Glencore. Picture: REUTERS
Glencore. Picture: REUTERS

London/Beijing — Glencore is in talks to sell about a quarter of its cobalt output in a one-year deal to Chinese firm GEM, but price is a sticking point as Glencore and other major producers are now able to exert more influence in negotiations, sources said.

Cobalt has increasingly come under the spotlight over the last year as vehicle makers lay out plans for massive investments in electric vehicles (EVs), where demand is accelerating due to governments around the world moving to cut noxious emissions from carbon-based fuels.

A by-product of copper and nickel smelting, cobalt extends the life of rechargeable lithium-ion batteries, which vehicle makers typically guarantee for eight to 10 years.

Expectations of supply shortages have fueled a rally that has taken prices to about $78/kg, from close to $20 in January 2016 and to their highest since July 2008, before the financial crisis started.

One source close to the matter said GEM had not yet signed a contract for this year with Glencore, which was offering a price with a fixed instead of a percentage discount to the monthly average from trade publication Metal Bulletin. "Volume and price are still under discussion," the source said, adding that volumes being discussed for 2018 were "more than 10,000 tonnes", which is bigger than last year’s one-year contract of "less than 10,000 tonnes".

Previously, contracts for cobalt hydroxide, the raw material which is eventually turned into cobalt sulphate used in the rechargeable lithium-ion batteries that power EVs, were typically agreed at the Metal Bulletin price less 10%. No one at GEM was immediately available to comment. Glencore declined to comment.

Clean cobalt

Glencore is the world’s largest producer of cobalt. The Swiss-based miner has said it would produce about 39,000 tonnes this year or about 35% of the global total, estimated at about 110,000 tonnes by analysts.

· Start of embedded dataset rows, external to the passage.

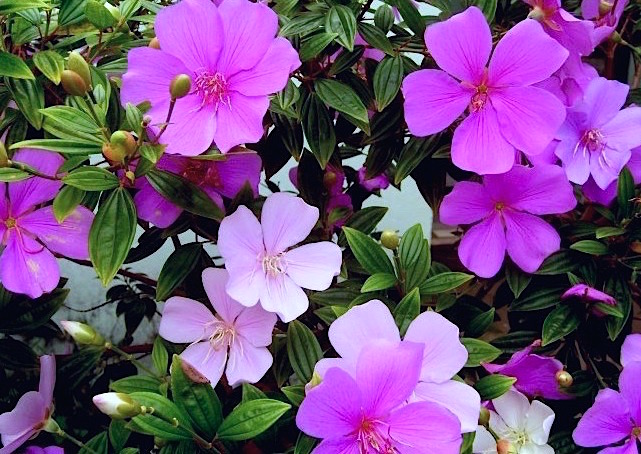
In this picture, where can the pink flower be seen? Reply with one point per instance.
(506, 112)
(234, 340)
(31, 235)
(262, 263)
(443, 355)
(366, 412)
(217, 178)
(32, 412)
(508, 207)
(234, 60)
(535, 374)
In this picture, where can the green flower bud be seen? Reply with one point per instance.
(180, 86)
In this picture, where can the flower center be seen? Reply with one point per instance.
(212, 88)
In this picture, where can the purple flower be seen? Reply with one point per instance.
(506, 112)
(32, 412)
(31, 235)
(597, 136)
(366, 412)
(535, 375)
(443, 354)
(615, 417)
(261, 260)
(234, 340)
(508, 206)
(234, 60)
(217, 178)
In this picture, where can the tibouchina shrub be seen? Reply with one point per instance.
(244, 146)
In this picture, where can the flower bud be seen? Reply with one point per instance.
(117, 405)
(73, 83)
(82, 333)
(80, 66)
(390, 239)
(564, 379)
(180, 86)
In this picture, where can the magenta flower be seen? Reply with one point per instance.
(597, 136)
(508, 206)
(506, 112)
(234, 340)
(443, 355)
(32, 412)
(234, 60)
(366, 413)
(31, 235)
(535, 375)
(615, 417)
(262, 262)
(217, 178)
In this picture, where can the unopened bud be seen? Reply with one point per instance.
(117, 405)
(390, 239)
(564, 379)
(180, 86)
(80, 66)
(73, 83)
(82, 333)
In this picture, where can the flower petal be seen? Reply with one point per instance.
(461, 45)
(433, 100)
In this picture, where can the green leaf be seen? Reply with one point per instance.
(51, 64)
(194, 394)
(303, 350)
(184, 193)
(494, 386)
(479, 352)
(13, 66)
(344, 99)
(444, 282)
(387, 81)
(319, 129)
(407, 310)
(368, 252)
(90, 178)
(251, 418)
(112, 234)
(341, 21)
(179, 264)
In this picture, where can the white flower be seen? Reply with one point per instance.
(521, 427)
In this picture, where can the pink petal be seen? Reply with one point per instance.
(313, 266)
(524, 56)
(69, 238)
(461, 45)
(478, 145)
(331, 409)
(191, 30)
(407, 426)
(530, 240)
(459, 398)
(467, 203)
(185, 320)
(247, 363)
(271, 73)
(444, 355)
(360, 326)
(607, 421)
(433, 100)
(482, 248)
(286, 221)
(206, 360)
(249, 30)
(28, 267)
(529, 117)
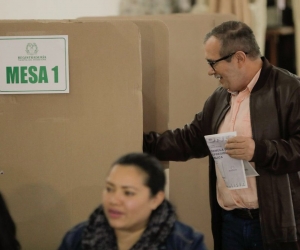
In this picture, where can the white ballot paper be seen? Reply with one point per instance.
(249, 170)
(232, 170)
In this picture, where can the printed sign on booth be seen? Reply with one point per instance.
(34, 64)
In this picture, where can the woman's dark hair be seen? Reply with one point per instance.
(8, 239)
(235, 36)
(156, 178)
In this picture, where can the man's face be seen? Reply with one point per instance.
(226, 72)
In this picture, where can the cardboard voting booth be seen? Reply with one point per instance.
(56, 149)
(127, 75)
(187, 88)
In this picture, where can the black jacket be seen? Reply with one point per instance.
(275, 121)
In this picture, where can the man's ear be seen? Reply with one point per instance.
(157, 199)
(241, 56)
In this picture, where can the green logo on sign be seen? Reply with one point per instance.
(31, 49)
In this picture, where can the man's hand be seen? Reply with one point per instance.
(240, 147)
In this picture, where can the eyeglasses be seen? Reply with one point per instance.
(212, 63)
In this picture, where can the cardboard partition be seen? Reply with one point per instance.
(189, 87)
(56, 149)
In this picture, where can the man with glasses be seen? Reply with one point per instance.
(261, 103)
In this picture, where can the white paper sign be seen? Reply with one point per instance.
(34, 64)
(232, 170)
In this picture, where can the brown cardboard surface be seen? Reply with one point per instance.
(189, 87)
(56, 149)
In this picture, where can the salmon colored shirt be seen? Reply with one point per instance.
(238, 119)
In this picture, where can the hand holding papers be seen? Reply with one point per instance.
(232, 170)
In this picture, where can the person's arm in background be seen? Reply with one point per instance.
(72, 239)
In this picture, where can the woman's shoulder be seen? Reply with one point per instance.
(72, 239)
(184, 237)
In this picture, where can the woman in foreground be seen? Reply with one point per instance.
(134, 214)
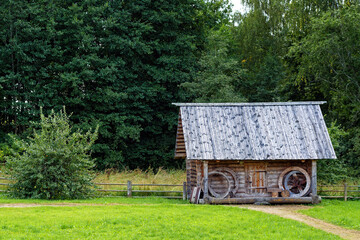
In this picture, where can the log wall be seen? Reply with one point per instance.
(246, 178)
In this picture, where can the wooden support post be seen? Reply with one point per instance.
(313, 178)
(345, 192)
(184, 190)
(129, 188)
(206, 174)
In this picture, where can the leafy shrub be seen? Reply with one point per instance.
(55, 163)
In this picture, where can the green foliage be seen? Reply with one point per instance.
(329, 57)
(334, 170)
(55, 162)
(113, 63)
(219, 73)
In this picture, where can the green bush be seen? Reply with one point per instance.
(55, 163)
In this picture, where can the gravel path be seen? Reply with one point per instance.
(285, 211)
(290, 212)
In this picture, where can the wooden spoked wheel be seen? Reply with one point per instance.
(296, 180)
(213, 192)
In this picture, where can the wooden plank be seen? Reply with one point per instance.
(156, 191)
(206, 175)
(184, 191)
(164, 185)
(345, 192)
(313, 178)
(257, 199)
(106, 190)
(129, 188)
(116, 184)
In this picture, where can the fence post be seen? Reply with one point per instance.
(129, 188)
(345, 192)
(184, 190)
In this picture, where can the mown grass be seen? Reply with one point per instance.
(154, 221)
(137, 176)
(338, 212)
(4, 199)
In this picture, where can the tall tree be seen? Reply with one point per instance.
(113, 63)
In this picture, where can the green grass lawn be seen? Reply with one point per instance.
(345, 214)
(146, 219)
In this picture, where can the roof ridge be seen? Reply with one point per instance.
(248, 104)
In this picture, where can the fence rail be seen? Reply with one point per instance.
(340, 191)
(344, 191)
(130, 189)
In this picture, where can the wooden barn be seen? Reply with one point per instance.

"GEM will have an option to renew, renegotiate next year," a second source said. "It sees itself as a major player in China, responsible sourcing is important to it and, listed on the Shenzhen exchange, it needs to be squeaky clean." GEM owns KLK or Jiangsu Cobalt Nickel Metal, which produces metal approved by the London Metal Exchange for delivery against its cobalt contract.

Responsible sourcing refers to the focus on acquiring cobalt that is not tainted by child labour, particularly from the Democratic Republic of Congo (DRC), which, this year, is expected to produce more than 60% of world supply. Most of Glencore’s cobalt comes from the DRC.

"Glencore’s cobalt is seen as clean; if you want sustainable it’s top of the list," a cobalt consumer said. "Contracts for more than a year or two are unlikely ... The Contemporary Amperex Technology (CATL) deal was probably a one-off." Reuters reported last year that Chinese battery maker CATL agreed a four-deal late in 2016 to buy large amounts of cobalt from Glencore. CATL’s listing prospectus, published last year, names Glencore as a top five supplier.

Vehicle makers such as Volkswagen looking to accelerate their production of EVs would prefer to lock up cobalt supplies for long periods, in line with their business models. But producers are traditionally reluctant to commit as much can change with respect to costs in a short period of time.

A proposed new mining code in the DRC, which its parliament recently approved, could see royalties on cobalt increase five-fold to 10%. The code also removes a stability clause in the current law protecting miners from changes to the fiscal and customs regime for 10 years.

"Then there are the power problems," a cobalt trader said. The DRC is plagued by massive energy shortfalls that, for years, hit its mining output.